Cinq duos délicats et intimistes de Jean-Paul Wenzel, homme de théâtre accompli, autour du désir et des manques. Un beau quatuor d’acteurs.
Cinq histoires brèves, entre rendez-vous troublant et finalement raté pour une première expérience amoureuse, désirs de changer de vie et de normes sociales, mélancolie et vertiges d’un passé de couple douloureux, et pour finir improbable irruption de l’amour dans un monde en guerre. Cinq histoires autonomes, reliées par cette idée de la clé – objet métaphorique que l’on retrouve parfois de façon trop insistante dans la narration – cinq histoires explorant l’infinie complexité de notre petite société humaine, histoires qui chacune ont lieu à un moment charnière, un moment de basculement. Quatre acteurs, Jean-Paul Wenzel – aussi auteur et metteur en scène – Jade Duviquet, Thibault Vinçon et Lou Wenzel pour plonger dans l’intime, ses incertitudes, ses désirs et ses goûts de regret. Une telle entreprise doit pouvoir donner à voir la vie même et dépasser une certaine banalité, en trouvant une forme adaptée, en trouvant les mots, les silences et les gestes suffisamment signifiants, exprimant en profondeur le ressenti.
Désespérément désoeuvrée
La direction d’acteurs compte pour beaucoup dans la mise en scène, et l’ensemble convainc grâce au jeu des comédiens, à la fois dans la retenue et l’expression sobre et délicate des sentiments qui les agitent. A retenir en particulier la deuxième histoire, L’intruse, qui met en présence deux femmes, l’une, évoquant l’enfermement de la fameuse Nora d’Ibsen, bourgeoise bien installée, mais désespérément désœuvrée, presque morte à elle-même (Jade Duviquet, remarquablement juste, épatante de vérité et de fragilité, très touchante), l’autre plus jeune, battue par son mari, accablée mais vivante, paradoxalement plus solide que son aînée (Lou Wenzel, très juste aussi).
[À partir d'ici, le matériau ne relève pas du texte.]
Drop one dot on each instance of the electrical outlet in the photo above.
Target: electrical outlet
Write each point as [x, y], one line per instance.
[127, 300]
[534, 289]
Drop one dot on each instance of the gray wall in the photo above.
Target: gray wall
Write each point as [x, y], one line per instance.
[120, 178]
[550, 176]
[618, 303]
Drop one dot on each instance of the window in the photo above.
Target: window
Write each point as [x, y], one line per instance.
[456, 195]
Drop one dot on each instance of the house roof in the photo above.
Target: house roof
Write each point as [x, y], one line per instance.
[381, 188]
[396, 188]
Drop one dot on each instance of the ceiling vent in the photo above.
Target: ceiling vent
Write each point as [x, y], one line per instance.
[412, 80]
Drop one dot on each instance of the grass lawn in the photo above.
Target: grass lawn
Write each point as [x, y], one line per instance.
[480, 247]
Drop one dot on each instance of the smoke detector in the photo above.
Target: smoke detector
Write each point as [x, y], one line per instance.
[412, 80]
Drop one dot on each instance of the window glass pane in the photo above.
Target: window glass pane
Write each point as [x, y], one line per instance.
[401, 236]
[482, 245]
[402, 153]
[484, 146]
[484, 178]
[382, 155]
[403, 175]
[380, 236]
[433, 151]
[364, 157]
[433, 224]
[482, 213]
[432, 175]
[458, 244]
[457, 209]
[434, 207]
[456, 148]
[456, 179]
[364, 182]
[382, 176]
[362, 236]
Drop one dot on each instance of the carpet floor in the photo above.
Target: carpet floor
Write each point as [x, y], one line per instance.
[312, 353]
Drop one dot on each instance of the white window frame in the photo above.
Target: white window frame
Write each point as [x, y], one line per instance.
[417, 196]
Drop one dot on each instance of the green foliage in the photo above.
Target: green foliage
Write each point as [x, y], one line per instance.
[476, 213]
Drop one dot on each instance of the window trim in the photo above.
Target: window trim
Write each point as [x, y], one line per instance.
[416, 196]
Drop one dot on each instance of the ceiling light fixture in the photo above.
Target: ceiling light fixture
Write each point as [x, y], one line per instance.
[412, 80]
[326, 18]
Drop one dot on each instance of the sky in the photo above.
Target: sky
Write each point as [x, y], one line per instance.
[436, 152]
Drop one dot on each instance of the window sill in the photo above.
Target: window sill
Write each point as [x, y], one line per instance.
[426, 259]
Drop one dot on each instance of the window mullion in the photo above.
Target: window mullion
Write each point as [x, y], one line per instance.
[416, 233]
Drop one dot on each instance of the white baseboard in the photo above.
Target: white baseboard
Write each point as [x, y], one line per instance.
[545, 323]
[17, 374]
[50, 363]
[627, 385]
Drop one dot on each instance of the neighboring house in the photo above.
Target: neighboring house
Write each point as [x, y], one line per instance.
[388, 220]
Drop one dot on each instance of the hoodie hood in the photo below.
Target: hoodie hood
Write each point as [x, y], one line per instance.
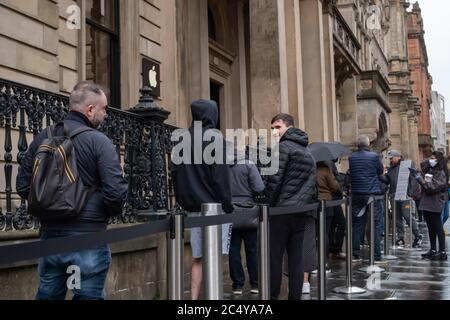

Le texte comme la mise en scène jouent avec finesse de l’opposition entre ces deux femmes, jamais caricaturales. Horizon incertain met en présence un homme et une femme qui se retrouvent après de longues années, entre douleur vive et renoncement assumé. La dernière histoire, La Trêve, rencontre improbable et vécue de manière invraisemblable entre une jeune fille et un soldat, entremêle le désir, la violence et la mort. La première, Une odeur de chapelle, fait vivre un tout jeune couple, dans un « temple secret », pour un rendez-vous amoureux qui n’aura pas vraiment lieu. Un théâtre tout en finesse.
5 Clés, texte et mise en scène Jean-Paul Wenzel, du 25 août au 9 octobre à 21h, au Théâtre Le Lucernaire, 53 rue Notre Dame des Champs, 75006 Paris. Tél : 01 45 44 57 34.